The first step in treating your cat’s asthma is getting a veterinarian’s diagnosis. They’ll be able to give you advice on how to help your cat and prescribe medications to manage the disease.
Also known as “rescue medications,” bronchodilators are used during an asthma attack. There are three forms available, injected, oral and inhaled. They’re designed to help your cat breathe by opening up the airways but don’t treat the inflammation caused by asthma.
If inhaled medications are advised then you may be asked to purchase an aerosol chamber or nebuliser.
Bronchodilators are usually paired with other medications, like corticosteroids, for the best results.
Like bronchodilators, corticosteroids are available as injections, tablets or inhaled formulas. Where they differ is in their purpose. Corticosteroids work to reduce the inflammation and allergic reaction that causes the airways to constrict. They are more likely to be prescribed for daily ongoing use to keep symptoms at bay.
While it won’t stop your cat’s asthma attacks entirely, you can help reduce the risk by avoiding common triggers. Smoking and spraying perfume or other aerosols are causes of flare-ups when it comes to asthma sufferers. This is true for both humans and felines.
Also pay attention to the type of litter that you choose for your cat. Try to find a low-dust option, preferably one that isn’t scented, so it doesn’t irritate your cat’s airways. It’s also a good idea to keep the rooms that your kitty frequents well-ventilated and a HEPA air filter may be a good investment.
Another preventative measure is ensuring that your cat has a healthy diet. This will help avoid conditions such as obesity that can make treating asthma more challenging. Make sure their food is nutritionally balanced and you’re feeding them enough for their activity level. Indoor cats that nap frequently won’t need as much food as energetic cats that never stop playing. Sometimes a vet may recommend special foods or those higher in essential fatty acids to reduce inflammation.
Stress can have many negative impacts on your cat’s health, and asthma is one of them. Cats enjoy routine, and a sudden change can throw them off their game. Moving to a new house, renovations, even something as simple as hosting guests are all potential sources of stress.
Some cats handle changes better than others but particularly anxious cats might struggle to feel safe with everything going on around them. Try to keep their routine as stable as possible.

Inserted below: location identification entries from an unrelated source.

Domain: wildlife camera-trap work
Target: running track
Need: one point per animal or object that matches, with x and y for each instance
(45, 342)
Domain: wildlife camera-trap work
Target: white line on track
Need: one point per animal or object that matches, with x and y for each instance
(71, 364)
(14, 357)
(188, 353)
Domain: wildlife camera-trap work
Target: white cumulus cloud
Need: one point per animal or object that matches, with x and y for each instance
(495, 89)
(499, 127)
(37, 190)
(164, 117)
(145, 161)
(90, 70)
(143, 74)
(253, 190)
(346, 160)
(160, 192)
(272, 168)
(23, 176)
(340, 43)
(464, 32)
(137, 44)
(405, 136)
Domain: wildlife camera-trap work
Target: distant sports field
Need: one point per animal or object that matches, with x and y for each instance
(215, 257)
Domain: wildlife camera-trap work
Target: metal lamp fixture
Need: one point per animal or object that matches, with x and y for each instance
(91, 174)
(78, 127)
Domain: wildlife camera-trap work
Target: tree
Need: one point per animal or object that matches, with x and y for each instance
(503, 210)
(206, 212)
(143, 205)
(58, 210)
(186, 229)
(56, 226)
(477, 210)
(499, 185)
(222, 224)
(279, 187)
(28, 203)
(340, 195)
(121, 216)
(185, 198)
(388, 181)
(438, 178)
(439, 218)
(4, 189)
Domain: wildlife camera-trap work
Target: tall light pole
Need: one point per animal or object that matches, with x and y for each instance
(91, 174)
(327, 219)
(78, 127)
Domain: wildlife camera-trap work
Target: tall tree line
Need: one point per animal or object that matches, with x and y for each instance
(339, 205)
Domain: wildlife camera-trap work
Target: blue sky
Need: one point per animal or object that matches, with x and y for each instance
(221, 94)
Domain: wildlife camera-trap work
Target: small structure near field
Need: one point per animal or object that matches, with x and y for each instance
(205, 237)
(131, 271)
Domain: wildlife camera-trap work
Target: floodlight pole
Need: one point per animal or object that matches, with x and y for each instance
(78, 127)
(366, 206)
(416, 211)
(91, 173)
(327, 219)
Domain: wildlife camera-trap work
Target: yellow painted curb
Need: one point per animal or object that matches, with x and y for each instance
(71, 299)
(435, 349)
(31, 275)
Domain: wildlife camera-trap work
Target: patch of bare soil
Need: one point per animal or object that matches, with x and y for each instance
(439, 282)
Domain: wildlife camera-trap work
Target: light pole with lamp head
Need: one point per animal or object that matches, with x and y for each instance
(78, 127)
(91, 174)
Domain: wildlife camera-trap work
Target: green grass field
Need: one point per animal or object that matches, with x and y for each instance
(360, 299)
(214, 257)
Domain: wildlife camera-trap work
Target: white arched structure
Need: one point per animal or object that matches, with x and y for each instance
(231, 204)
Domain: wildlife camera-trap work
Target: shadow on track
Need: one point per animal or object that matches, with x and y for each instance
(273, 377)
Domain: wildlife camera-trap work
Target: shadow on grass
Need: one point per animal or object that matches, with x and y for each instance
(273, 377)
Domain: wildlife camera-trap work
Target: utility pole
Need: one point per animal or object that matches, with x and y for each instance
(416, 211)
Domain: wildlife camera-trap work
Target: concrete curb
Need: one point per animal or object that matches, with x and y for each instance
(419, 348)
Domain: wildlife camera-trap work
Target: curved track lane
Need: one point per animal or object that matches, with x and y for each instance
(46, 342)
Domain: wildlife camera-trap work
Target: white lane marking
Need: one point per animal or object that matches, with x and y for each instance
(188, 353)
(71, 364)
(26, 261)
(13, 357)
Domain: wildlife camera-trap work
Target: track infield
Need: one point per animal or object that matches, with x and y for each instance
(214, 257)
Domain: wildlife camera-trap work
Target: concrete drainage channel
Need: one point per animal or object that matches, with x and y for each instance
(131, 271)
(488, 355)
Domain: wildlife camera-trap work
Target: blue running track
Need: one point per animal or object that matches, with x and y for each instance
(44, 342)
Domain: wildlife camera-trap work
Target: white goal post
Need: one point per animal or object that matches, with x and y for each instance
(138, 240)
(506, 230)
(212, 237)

If changing things around is unavoidable, though, remember to reassure your cat. Using calm body language around them and keeping their favorite blanket, bed, or toys nearby will help keep them comfortable.
If your cat is not well and needs transporting to the vets it should be done in as stress free a manner as possible, to avoid worsening breathing difficulties. Train your cat to enjoy their cat basket when they are well so that when the time comes to get them to the vet there is less stress for everyone.
Cat asthma can be caused by allergens such as dust, cigarette smoke, pollen, and even household cleaners. Fortunately, asthmatic cats can live well once their condition is diagnosed and a treatment plan is in place. You can also help avoid triggering asthma attacks by not smoking or using aerosols around your cat and keeping them otherwise in good health.